Soon after moving to Ohio, someone gave us some red raspberry shoots. Perfect, I thought, to plant along the chain-link fence that cordoned off part of our back yard.
Though I tried to enrich the hard clay with top soil and peat moss, the berries failed to thrive. At first I blamed the soil. Then I read about growing raspberries. They need plenty of sunlight. Big problem! Our yard contained several large trees that kept most of the area in shade during the growing season. The only sunny spot along that same back fence was my newly-created vegetable garden. I couldn’t plant raspberries among green beans and peppers.
The raspberries produced little over the years and in spite of cultivating and fertilizing, they gradually died out along the fence until I had only a small cluster of canes near the vegetable garden.

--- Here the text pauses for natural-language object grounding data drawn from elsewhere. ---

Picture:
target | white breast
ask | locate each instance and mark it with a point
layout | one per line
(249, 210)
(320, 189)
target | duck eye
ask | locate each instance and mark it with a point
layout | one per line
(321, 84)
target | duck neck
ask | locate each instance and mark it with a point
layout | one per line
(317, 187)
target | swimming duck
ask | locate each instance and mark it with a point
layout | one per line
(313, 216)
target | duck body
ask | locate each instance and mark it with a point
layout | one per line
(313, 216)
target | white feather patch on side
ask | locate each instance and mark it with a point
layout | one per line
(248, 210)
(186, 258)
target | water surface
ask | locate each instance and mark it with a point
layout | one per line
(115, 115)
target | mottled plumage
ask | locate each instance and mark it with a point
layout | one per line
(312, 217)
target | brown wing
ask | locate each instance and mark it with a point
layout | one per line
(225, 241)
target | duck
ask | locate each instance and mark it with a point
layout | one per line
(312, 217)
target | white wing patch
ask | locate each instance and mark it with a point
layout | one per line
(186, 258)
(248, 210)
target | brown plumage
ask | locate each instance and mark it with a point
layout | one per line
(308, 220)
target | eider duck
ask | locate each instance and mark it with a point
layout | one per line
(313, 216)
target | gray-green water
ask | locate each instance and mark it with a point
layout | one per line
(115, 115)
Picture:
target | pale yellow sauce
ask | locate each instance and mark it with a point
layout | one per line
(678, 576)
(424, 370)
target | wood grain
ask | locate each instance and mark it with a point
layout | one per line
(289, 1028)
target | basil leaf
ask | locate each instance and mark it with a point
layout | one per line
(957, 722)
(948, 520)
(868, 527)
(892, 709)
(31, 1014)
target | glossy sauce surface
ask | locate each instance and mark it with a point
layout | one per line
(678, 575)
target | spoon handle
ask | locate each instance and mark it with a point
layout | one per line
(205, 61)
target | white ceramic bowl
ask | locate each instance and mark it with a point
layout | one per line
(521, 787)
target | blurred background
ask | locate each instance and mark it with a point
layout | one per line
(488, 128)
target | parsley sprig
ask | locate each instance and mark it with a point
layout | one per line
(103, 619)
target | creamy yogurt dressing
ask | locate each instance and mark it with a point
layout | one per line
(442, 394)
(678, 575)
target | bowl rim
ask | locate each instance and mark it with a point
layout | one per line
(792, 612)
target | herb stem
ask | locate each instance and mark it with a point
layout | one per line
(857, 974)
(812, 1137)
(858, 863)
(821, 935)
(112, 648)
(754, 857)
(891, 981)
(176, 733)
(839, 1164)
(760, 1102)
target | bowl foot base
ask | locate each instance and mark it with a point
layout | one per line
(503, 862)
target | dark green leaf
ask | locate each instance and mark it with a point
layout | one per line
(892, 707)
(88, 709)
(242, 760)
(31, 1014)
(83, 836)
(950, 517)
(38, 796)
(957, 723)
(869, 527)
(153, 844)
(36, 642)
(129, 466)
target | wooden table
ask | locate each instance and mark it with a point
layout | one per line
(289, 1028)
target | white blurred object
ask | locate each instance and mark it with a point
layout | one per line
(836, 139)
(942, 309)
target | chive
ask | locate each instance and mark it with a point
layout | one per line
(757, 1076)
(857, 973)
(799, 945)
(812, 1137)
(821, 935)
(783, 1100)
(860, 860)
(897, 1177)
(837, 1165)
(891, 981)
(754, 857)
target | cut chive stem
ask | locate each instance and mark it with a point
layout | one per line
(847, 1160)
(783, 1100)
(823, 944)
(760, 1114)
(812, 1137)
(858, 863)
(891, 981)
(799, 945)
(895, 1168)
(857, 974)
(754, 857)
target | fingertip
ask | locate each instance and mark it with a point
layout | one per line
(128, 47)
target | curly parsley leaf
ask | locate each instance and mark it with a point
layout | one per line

I assumed this was the end of my unsuccessful berry venture; too much tree overhang; too many tree roots obstructing growth. But I was in for a lesson.
The berries needed light and nurture—and through the persistent probing of their long roots they moved to where they could receive it—right into a raised bed inside the garden where the soil had been enriched and fertilized. When I saw the multitude of vibrant berry shoots thriving in the ready soil the next spring, I made the raised bed their home. There they produced abundantly.
Stretched Their Roots
The Lord revealed valuable spiritual and life lessons through those raspberries! First were lessons of patience and persistence. It took those berries years to work their way to better circumstances. They came up every spring if they had the life in them to do so; they produced leaves and made the effort to blossom and fruit. Conditions outside of themselves often prevented that. So they stretched their roots continually toward more nourishing soil and sustaining light.
When they did produce fruit, I quickly learned that I needed to search for ripe berries from different angles. I’d think I’d picked every ripe one and then discover yet more berries underneath the leaves. Look from another side and find still more. Made me think of the way I should study the Bible. Don’t just read a verse and think I have it all. Read again—and again. Study from different views.
And moving: if I am not “growing and producing” as the Lord designed me, especially in my spiritual life, I need to “spread my roots” to discover where God’s nourishment is and move my whole self into his life-giving light. Never ought I, or you, be content with what does not nourish mind and soul for eternity.
Whatever obscures the light of Jesus; whatever draws away our nourishment in Christ, we need to proactively move away from it. It is painful to leave old roots behind, but if they carry no life of Jesus then we must move to where HE is!
Jesus said, “I am the light for the world! Follow me, and you won’t be walking in the dark. You will have the light that gives life” (John 8:12).